Gaffney's most successful novel to date, "The Saving Graces," was an early entry in the now well-established genre of "women's group" fiction, and those four Graces got to mix a lot of fun with their concerns, wrinkles and cancer. They quarrel, make up and understand each other's failings and gifts. Gaffney has a blunt and convincing insight into her characters, particularly the women. She doesn't let Dash off lightly on her journey back to Andrew, and the tone of this novel is darker than "The Saving Graces."

Our heroine isn't having much fun. Dash has a bad habit of lashing out at those who don't live up to her expectations. She yells at Chloe, telling her that she's "impractical, impulsive, unwise and immature." She alienates her nearests and dearests, only to repent and overwhelm them with tearful apologies. "I've been unkind, tactless and a bully," Dash realizes after trying to talk her assistant, Greta, out of marrying her boyfriend. However, she still concludes, "I'm right. I see it so clearly. Why can't she?"

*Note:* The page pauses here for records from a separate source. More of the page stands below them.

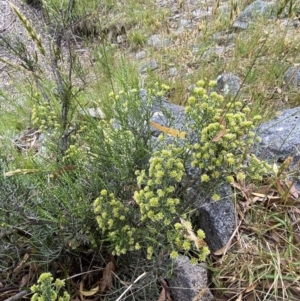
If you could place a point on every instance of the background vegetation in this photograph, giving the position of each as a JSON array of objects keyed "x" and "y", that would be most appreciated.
[{"x": 98, "y": 202}]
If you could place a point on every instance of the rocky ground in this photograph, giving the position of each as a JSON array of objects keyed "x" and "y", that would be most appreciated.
[{"x": 186, "y": 42}]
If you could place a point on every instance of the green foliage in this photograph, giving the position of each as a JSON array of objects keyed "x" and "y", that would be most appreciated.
[{"x": 46, "y": 290}]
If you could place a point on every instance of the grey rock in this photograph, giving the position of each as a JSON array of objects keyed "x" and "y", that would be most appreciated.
[
  {"x": 218, "y": 219},
  {"x": 189, "y": 280},
  {"x": 185, "y": 23},
  {"x": 280, "y": 137},
  {"x": 223, "y": 38},
  {"x": 140, "y": 55},
  {"x": 157, "y": 41},
  {"x": 173, "y": 72},
  {"x": 228, "y": 84},
  {"x": 168, "y": 115},
  {"x": 256, "y": 8},
  {"x": 201, "y": 13},
  {"x": 217, "y": 50},
  {"x": 150, "y": 65},
  {"x": 292, "y": 78}
]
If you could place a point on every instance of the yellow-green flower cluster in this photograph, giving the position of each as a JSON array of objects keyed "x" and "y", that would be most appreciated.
[
  {"x": 186, "y": 240},
  {"x": 46, "y": 290},
  {"x": 44, "y": 117},
  {"x": 220, "y": 146},
  {"x": 112, "y": 217},
  {"x": 155, "y": 200}
]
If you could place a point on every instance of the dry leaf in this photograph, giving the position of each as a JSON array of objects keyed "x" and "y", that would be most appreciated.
[
  {"x": 223, "y": 250},
  {"x": 91, "y": 292},
  {"x": 106, "y": 280},
  {"x": 292, "y": 188},
  {"x": 222, "y": 132},
  {"x": 20, "y": 172},
  {"x": 169, "y": 131}
]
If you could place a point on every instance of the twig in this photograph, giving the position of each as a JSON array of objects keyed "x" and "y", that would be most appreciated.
[{"x": 129, "y": 287}]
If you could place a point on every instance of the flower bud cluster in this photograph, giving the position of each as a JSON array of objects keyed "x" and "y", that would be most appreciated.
[
  {"x": 155, "y": 199},
  {"x": 113, "y": 219},
  {"x": 221, "y": 128},
  {"x": 45, "y": 289},
  {"x": 44, "y": 117}
]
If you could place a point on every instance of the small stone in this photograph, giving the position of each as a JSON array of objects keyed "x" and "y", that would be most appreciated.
[
  {"x": 188, "y": 280},
  {"x": 228, "y": 84},
  {"x": 157, "y": 41},
  {"x": 256, "y": 8}
]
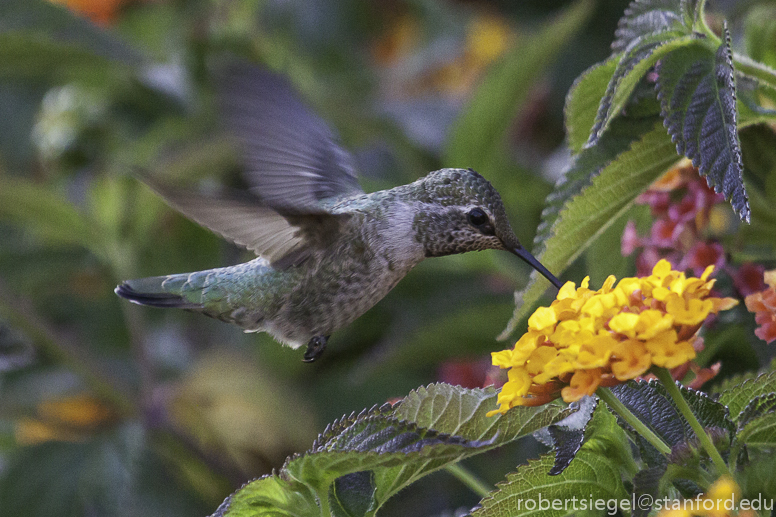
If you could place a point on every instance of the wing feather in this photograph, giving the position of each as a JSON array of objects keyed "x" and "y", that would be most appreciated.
[{"x": 293, "y": 158}]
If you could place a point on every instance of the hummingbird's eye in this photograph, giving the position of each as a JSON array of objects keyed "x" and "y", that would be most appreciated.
[{"x": 477, "y": 217}]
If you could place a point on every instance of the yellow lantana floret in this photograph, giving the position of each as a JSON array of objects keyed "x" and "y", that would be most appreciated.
[{"x": 586, "y": 339}]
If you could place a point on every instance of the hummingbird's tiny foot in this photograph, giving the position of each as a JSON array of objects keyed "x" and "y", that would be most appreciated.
[{"x": 315, "y": 348}]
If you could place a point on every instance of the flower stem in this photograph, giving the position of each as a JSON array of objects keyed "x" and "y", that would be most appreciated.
[
  {"x": 673, "y": 391},
  {"x": 618, "y": 407},
  {"x": 468, "y": 478}
]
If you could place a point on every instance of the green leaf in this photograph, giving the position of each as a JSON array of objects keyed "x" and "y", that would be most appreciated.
[
  {"x": 739, "y": 397},
  {"x": 362, "y": 460},
  {"x": 696, "y": 87},
  {"x": 648, "y": 17},
  {"x": 759, "y": 432},
  {"x": 646, "y": 482},
  {"x": 47, "y": 214},
  {"x": 631, "y": 68},
  {"x": 760, "y": 33},
  {"x": 353, "y": 495},
  {"x": 652, "y": 405},
  {"x": 583, "y": 100},
  {"x": 568, "y": 435},
  {"x": 42, "y": 23},
  {"x": 478, "y": 133},
  {"x": 602, "y": 183},
  {"x": 532, "y": 491}
]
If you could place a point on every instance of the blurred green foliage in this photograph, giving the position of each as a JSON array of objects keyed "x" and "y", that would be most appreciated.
[{"x": 110, "y": 409}]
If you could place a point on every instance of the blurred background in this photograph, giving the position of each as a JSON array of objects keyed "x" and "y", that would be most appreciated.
[{"x": 112, "y": 409}]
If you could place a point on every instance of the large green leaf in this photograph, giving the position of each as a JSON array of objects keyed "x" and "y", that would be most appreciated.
[
  {"x": 603, "y": 181},
  {"x": 362, "y": 460},
  {"x": 583, "y": 100},
  {"x": 737, "y": 398},
  {"x": 479, "y": 131},
  {"x": 647, "y": 17},
  {"x": 696, "y": 87},
  {"x": 532, "y": 491}
]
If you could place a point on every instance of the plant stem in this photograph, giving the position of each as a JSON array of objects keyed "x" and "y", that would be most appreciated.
[
  {"x": 673, "y": 391},
  {"x": 618, "y": 407},
  {"x": 468, "y": 478}
]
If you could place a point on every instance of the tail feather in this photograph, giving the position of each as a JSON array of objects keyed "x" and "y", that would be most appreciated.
[{"x": 150, "y": 291}]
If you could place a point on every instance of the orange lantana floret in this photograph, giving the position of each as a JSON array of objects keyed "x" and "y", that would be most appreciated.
[{"x": 587, "y": 338}]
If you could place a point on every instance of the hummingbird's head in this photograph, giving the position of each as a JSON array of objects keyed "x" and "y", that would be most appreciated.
[{"x": 461, "y": 211}]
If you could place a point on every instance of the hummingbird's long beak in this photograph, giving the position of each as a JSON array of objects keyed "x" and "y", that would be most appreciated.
[{"x": 531, "y": 260}]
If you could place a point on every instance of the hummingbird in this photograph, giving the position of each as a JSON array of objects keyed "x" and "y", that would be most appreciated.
[{"x": 326, "y": 250}]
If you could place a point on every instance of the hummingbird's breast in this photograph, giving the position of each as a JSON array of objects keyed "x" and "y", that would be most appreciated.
[{"x": 375, "y": 250}]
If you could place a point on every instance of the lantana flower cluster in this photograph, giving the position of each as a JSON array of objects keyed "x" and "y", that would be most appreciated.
[
  {"x": 763, "y": 304},
  {"x": 586, "y": 339}
]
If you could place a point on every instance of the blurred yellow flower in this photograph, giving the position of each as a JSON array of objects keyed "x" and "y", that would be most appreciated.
[
  {"x": 586, "y": 339},
  {"x": 67, "y": 419}
]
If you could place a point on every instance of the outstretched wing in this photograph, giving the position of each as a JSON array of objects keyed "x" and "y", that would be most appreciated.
[
  {"x": 283, "y": 241},
  {"x": 292, "y": 157}
]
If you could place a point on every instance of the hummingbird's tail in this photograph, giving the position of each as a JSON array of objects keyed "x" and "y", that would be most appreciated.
[
  {"x": 235, "y": 294},
  {"x": 159, "y": 291}
]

It is easy to get exasperated with Dash. She changes her mind at the cheep of a cellphone; she lectures her friends and family; she dissolves into tears at the thought of both infidelity and reconciliation. Some of her interior dialogue reads like a psychology textbook. Yet, Gaffney's men are no match for her women. Both Andrew and Owen are one-dimensional -- although ghostly cheers may well be heard from readers when Andrew's fist connects unequivocally with Owen's chin -- action at last!

However, there isn't a phony bone in Dash's body, and we definitely want to hang around to see how the pieces finally end up on the matrimonial chessboard.